Tuesday, 26 May 2015: 15:40
PDR 6 (Hilton Chicago)
D. Cliffel, M. Casey, and A. Daniel (Vanderbilt University)
Vanadium dioxide (VO2) is a unique transition metal oxide that undergoes a first-order phase transition at approximately 340K from the insulating monoclinic phase (M) to the conducting rutile phase (R). This metal-to-insulator transition (MIT) results in a change in the resistivity and optical absorption of the material, which has made it useful in several electronic and electro-optic applications. Common synthetic techniques such as pulsed laser deposition (PLD), chemical vapor deposition (CVD), and magnetron sputtering allow for the synthesis of high quality films of VO2 for these applications. Recently, however, hydrothermal methods have been used for the synthesis of relatively large quantities of VO2(M) from inexpensive starting materials without the need for expensive instrumentation. While these hydrothermally synthesized VO2(M) particles are being developed for electronic and electro-optic applications, their applicability in other areas, such as catalysis and sensing, is the focus of research in our group. 

To make nano-asterisks of VO2, the amount of vanadium precursor present during a hydrothermal treatment was varied to produce several different morphologies of VO2(M) including plates, snowflake asterisks, and truncated asterisks.  Films of the particles were drop cast onto glass slides and four-point Van der Pauw resistivity measurements were used to determine the phase transition behavior of the particle films.  We observe resistivity changes of more than 2 orders of magnitude for drop cast films of VO2(M) nano-asterisks.  Additionally, BET gas adsorption theory was used to determine the surface area of the particles in order to evaluate their potential as electrocatalytic materials. 

The electrochemical reduction of 2, 4, 6-Trinitrotoluene (TNT) was investigated using films of vanadium dioxide, from both thin layer films formed by PLD and films composed of nano-asterisks particles.
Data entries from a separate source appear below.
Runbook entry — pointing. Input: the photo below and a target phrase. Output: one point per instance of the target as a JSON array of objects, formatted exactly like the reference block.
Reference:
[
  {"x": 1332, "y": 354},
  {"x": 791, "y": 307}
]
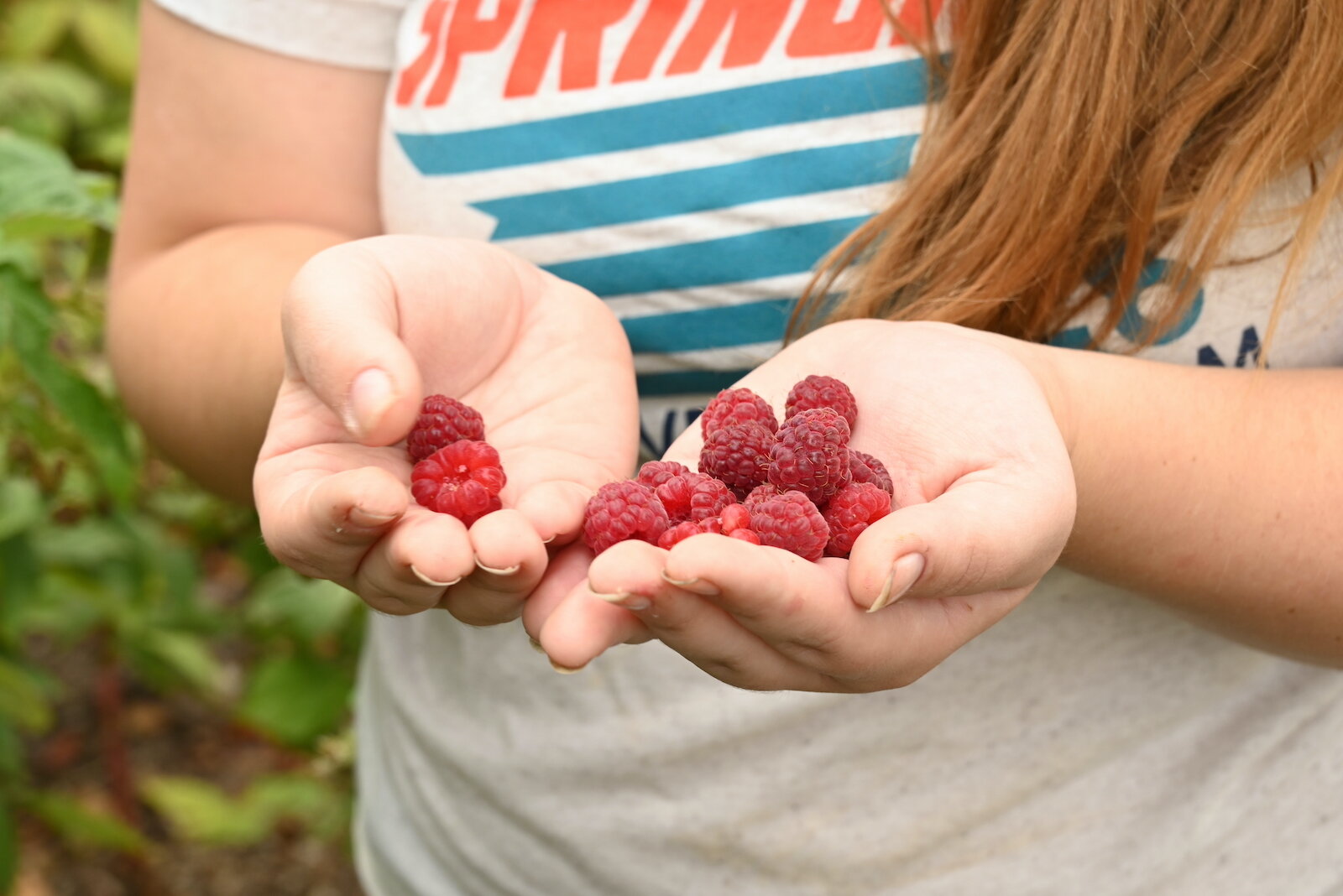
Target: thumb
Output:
[
  {"x": 342, "y": 340},
  {"x": 980, "y": 535}
]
Three distinct reduction peaks were observed in the potential range -0.50 V to -0.90 V (vs. an Ag/AgCl reference electrode), corresponding to the electrochemical reduction of the three nitro-groups on the TNT molecule. Adsorptive stripping voltammetry was performed to achieve detection down to 1 µg/L (4.4 nM), revealing a linear response to TNT concentration. These results are the first describing the use of VO2 films as an electrochemical sensor for TNT, and open new avenues for further electrochemical research using this unique material.